In 2010, the race for state senator for Washington's 38th legislative district was a three-way contest between two candidates of the Democratic Party: Everett, Washington attorney Nick Harper and incumbent legislator Jean Berkey; and third-party challenger Rod Rieger, a relatively unknown contender who ran as the candidate of the nonexistent "Conservative Party" (under Washington elections law, candidates can list themselves as a member of any party, whether it exists or not). Under Washington's nonpartisan blanket primary system, the two candidates with the highest number of total votes advance to the general election, regardless of party affiliation. This made it likely that the two Democrats, Harper and Berkey, would face each other in the general election, which it was believed Berkey would likely win.

In the run-up to the primary election, a small political consulting firm, Moxie Media, covertly directed more than $300,000 in undeclared spending from Harper's supporters to a variety of shell PACs. These committees, in turn, launched a series of direct mail attacks against Berkey, who had been known as a moderate Democrat likely to be supported by the district's conservative voters, purporting to be from a variety of groups with names like "Cut Taxes PAC" and "Conservative PAC." The mailings portrayed Berkey as a left-wing legislator and encouraged conservatives to vote for the third-party candidate, Rod Rieger. The campaign helped propel Rieger to a surprising second-place finish in the primary election, eliminating Berkey and setting up a general election contest between Harper and Rieger. In the general election Harper easily defeated Rieger, who had only raised and spent $800, relative to Harper's $55,000 in campaign funds.

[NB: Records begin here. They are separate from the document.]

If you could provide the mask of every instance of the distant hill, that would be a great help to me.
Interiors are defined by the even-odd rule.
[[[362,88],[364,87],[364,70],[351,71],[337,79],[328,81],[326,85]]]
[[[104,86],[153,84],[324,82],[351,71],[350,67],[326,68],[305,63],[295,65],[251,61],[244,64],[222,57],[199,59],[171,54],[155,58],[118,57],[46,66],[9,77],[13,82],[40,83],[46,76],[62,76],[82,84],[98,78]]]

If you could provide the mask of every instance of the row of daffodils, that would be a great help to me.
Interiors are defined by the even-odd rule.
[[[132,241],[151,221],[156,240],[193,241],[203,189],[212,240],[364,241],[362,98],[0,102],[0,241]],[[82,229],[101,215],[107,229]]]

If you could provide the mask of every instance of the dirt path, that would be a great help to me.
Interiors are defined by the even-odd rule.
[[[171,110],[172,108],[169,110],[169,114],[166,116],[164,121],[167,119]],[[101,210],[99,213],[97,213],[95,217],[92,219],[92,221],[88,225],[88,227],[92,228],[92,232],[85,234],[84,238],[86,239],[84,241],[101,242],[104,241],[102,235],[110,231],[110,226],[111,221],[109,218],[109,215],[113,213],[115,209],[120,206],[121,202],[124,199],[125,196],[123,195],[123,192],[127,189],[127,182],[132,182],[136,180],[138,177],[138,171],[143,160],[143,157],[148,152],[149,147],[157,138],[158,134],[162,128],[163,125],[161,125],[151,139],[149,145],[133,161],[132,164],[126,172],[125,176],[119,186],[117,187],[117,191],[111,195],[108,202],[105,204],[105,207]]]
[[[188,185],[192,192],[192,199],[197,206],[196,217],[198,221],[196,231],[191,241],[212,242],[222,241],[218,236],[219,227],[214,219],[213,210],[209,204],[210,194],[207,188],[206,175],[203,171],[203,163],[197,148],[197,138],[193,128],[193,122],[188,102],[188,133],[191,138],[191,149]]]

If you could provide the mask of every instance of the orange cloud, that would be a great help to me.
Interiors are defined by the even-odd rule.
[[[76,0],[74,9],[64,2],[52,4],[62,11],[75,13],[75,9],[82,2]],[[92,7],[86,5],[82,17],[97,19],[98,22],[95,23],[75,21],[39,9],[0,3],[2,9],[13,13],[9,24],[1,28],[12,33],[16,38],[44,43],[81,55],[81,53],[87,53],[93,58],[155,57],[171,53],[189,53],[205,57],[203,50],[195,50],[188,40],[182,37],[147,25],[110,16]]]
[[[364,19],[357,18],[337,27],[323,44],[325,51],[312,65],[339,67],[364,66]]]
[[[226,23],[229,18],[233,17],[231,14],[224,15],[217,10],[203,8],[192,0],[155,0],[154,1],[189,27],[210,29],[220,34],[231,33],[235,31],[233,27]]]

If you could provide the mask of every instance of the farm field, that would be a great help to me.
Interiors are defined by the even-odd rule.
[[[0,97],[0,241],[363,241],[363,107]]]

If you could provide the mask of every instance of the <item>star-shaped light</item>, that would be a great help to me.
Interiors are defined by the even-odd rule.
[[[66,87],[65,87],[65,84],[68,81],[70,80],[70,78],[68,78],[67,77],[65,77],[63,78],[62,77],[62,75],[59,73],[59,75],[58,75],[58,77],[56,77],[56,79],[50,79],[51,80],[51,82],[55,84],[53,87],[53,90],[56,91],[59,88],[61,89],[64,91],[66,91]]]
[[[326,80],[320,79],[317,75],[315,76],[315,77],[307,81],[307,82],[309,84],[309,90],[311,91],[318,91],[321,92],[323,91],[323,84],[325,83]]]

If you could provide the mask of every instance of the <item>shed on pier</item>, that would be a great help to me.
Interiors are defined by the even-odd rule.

==Reaction and aftermath==
Following the election, Berkey asked the Washington State Public Disclosure Commission (PDC) to nullify the election results, and Democratic Senator Jim Kastama introduced a measure to prevent Harper from being seated in the Senate. Calling the scandal one of "the most reprehensible efforts in recent Washington state history to mislead voters," former Washington Supreme Court justice Phil Talmadge issued a public appeal to lieutenant governor Brad Owen to delay Harper's swearing-in until after a court ruling. Despite the campaign to block his seating, Harper, who denied any knowledge of the scheme, was sworn into the Senate in January 2011.

Acting on a recommendation from the PDC, Attorney-General Rob McKenna sued Moxie Media. An out-of-court settlement saw the firm agreeing to pay the state $290,000 in penalties ($140,000 was suspended provided the company committed no more violations before 2015), representing one of the largest election-related fines in the state's history. Within a year, however, the firm was doubling its pre-scandal revenue. In 2012 it grossed $2 million, primarily from new business contracts with the Washington Democratic Party.

In September 2013, the Washington state Democratic Party named Harper its "Male Elected Official of the Year." Two months later, however, Harper abruptly resigned, following rumors he had been involved in an extramarital affair with a lobbyist. Harper said his resignation was motivated by a desire to spend more time with his family.